Abi Husein terdiam sejenak, menatap dalam mata putrinya.

“Lin, Abi mengenal baik keluarga Kyai Abdullah. Beliau orang terpandang, begitu juga anaknya. Abimanyu itu lelaki saleh, santun, dan punya ilmu. Abi hanya ingin yang terbaik untukmu.”

“Tapi Abi, itu semua baik menurut Abi, bukan menurut Erlin. Aku tidak bisa menerima pernikahan tanpa cinta. Aku tidak ingin hidup bersama orang asing hanya karena persahabatan Abi dengan Kyai Abdullah.”

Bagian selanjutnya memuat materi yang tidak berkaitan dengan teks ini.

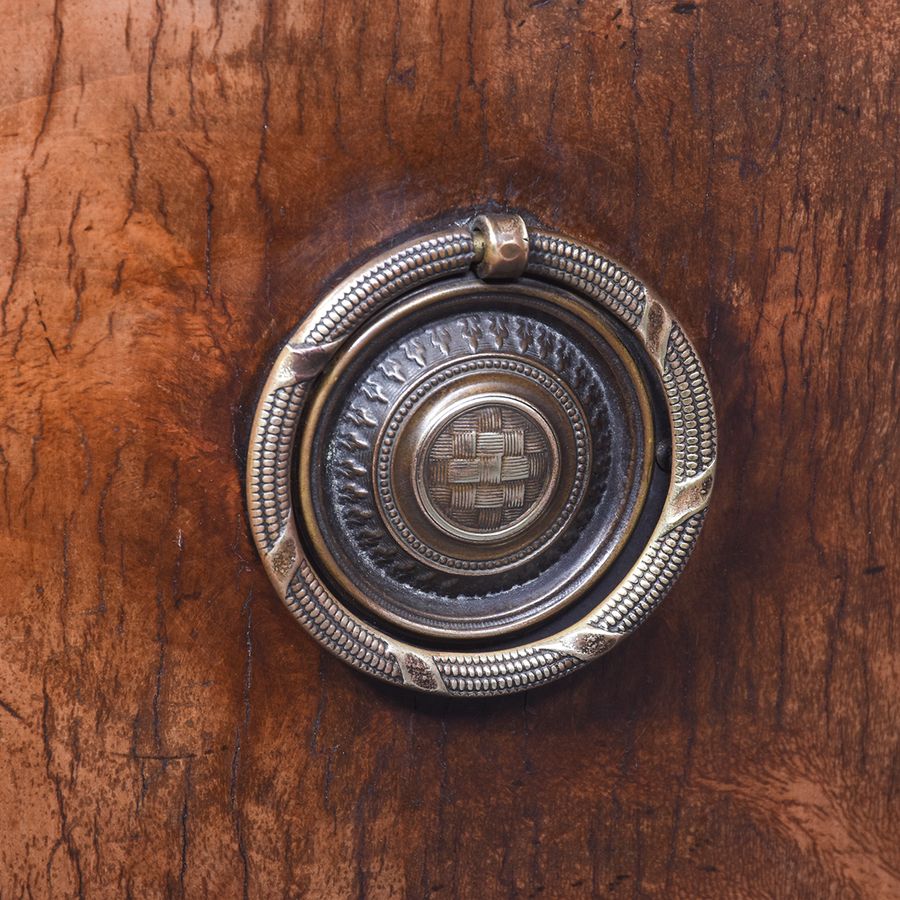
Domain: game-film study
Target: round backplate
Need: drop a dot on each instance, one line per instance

Ibu Mina meminta Erlin untuk tidak membantah perkataan orang tuanya.

"Sekarang kamu pilih menikah dengan Abimanyu atau keluar dari rumah ini." ucap Abi Husein.

"Abi mau mengusir aku? Tega Abi mengusir aku?"

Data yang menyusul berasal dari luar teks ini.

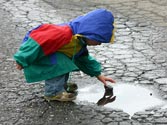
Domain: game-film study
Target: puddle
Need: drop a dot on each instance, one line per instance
(130, 98)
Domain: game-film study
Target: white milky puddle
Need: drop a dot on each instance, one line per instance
(130, 98)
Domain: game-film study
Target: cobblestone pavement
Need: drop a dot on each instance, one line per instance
(138, 56)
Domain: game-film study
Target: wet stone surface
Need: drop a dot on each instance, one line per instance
(138, 56)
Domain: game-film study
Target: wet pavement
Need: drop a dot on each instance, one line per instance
(138, 57)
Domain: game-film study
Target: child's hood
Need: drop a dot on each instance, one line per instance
(96, 25)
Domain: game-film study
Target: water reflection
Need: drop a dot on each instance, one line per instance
(108, 96)
(128, 97)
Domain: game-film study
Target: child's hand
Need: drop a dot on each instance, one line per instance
(103, 79)
(19, 67)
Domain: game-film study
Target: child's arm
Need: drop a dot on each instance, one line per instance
(28, 53)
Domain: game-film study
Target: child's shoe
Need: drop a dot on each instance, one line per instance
(62, 97)
(71, 87)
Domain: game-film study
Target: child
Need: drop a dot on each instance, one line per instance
(50, 52)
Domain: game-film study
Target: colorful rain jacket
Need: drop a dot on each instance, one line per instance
(51, 50)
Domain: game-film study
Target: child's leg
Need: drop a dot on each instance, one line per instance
(55, 85)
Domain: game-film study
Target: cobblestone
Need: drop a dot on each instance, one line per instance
(139, 55)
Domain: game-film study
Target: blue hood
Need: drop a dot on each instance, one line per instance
(96, 25)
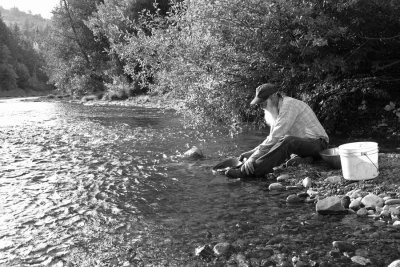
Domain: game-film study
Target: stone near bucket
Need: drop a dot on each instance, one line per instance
(330, 205)
(193, 153)
(359, 160)
(372, 201)
(226, 165)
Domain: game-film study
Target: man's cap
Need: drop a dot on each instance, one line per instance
(263, 92)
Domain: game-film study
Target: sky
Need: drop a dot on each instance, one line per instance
(42, 7)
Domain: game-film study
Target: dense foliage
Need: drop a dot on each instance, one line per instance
(20, 58)
(211, 54)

Ibu Mina mencoba untuk menenangkan mereka berdua.

"Erlin, ibu mohon. Untuk kali ini saja, kamu menuruti keinginan kami."

"Baiklah, aku akan menikah dengan Abimanyu." ucap Erlin sambil menghapus air matanya.

Erlin membuka pintu dan kembali ke ruang tamu bersama kedua orang tuanya.

"Bagaimana Abi Husein, apakah Erlin sudah mau menikah dengan Abimanyu?" tanya Kyai Abdullah.

"Alhamdulillah sudah Kyai, saya minta maaf kalau tadi meninggalkan kalian sebentar." jawab Abi Husein.

Kyai Abdullah menghela nafas panjang dan berterima kasih kepada Erlin yang sudah mau menerimanya.

"Sebelum akad nikah dimulai, Aku ingin mengatakan kalau aku sudah menikah." ucap Abimanyu.

Untuk kedua kalinya Erlin kembali terkejut saat mendengar perkataan dari Abimanyu.

"S-sudah menikah?"

Abimanyu menganggukkan kepalanya dan mengatakan istri pertamanya sudah memberikan ijin.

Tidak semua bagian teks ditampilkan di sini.